5/10
Hero without regrets
14 July 2008
Warning: Spoilers
Jim Slade is sentenced to forced labor, since he refused to kill somebody in war (due to his religious conscience). After the war, he returns home and finds his parents murdered. He chases the murderers and kills most of them - and everything I told you now just happens in the first 15 minutes of the film! After this rushed beginning, the real story unfolds. Bandits are trying to rob a bank - but there is no money in that bank because a transport with 200,000 dollars did not arrive yet. So the bandits threaten to return soon... and the citizens are eager to find a new sheriff and prepare for the attack.

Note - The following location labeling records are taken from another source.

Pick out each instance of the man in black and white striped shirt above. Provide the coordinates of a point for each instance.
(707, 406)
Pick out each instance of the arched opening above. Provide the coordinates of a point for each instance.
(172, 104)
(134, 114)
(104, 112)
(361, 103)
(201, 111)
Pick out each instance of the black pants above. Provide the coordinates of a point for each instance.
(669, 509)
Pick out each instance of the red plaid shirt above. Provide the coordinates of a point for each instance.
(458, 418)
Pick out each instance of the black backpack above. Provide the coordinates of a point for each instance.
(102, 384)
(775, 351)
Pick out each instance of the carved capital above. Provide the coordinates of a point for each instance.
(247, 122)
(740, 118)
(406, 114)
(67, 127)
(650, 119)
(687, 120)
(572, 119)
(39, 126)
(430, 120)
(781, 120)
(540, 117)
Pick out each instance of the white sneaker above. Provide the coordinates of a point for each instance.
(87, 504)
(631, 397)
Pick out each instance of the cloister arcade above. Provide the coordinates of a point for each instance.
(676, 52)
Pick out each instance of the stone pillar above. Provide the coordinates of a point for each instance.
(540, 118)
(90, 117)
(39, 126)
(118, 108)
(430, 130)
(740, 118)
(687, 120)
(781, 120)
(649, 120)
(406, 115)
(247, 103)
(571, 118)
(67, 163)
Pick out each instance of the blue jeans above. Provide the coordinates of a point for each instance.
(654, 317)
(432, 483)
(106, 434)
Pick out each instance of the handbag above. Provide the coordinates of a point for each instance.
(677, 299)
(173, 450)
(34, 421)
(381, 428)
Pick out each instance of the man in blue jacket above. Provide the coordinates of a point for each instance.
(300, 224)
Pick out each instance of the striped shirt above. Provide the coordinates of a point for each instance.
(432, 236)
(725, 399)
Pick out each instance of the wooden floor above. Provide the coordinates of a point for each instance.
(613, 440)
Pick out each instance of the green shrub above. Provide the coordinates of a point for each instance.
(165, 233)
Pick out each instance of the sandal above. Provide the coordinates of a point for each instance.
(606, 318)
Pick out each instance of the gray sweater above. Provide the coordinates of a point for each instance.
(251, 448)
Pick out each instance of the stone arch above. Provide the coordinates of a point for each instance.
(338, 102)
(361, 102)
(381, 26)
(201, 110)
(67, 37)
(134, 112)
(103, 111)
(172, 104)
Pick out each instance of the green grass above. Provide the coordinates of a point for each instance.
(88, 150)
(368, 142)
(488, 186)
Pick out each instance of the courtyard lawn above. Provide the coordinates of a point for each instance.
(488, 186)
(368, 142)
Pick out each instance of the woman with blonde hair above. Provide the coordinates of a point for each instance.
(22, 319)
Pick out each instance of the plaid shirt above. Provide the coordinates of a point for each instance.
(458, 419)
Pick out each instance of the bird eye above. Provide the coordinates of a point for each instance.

John Ireland plays a priest who is suspiciously fast on the draw. Eduardo Fajardo has only a small appearance as one among a bunch of madmen breaking from their cage. Piero Lulli, though, is at his best in the role of the leader of the bandits. Peter Lee Lawrence plays Slade as good as possible under the circumstances - it is a hero poorly developed by the screenplay who makes him a pacifist in the beginning and a gunman later on, but for a man who's never touched a gun before, he seems to learn effortlessly how to become the most dangerous man in town within a day or two. Also he first was ready to go to prison for his religious belief - and then he kicks that over board without a single regret later on. It would have been possible to make Slade a character torn between duty and desire, but instead the makers of the movie simply settle for a fast gun. Thus, "Una pistola per cento bare" became just one average movie among many.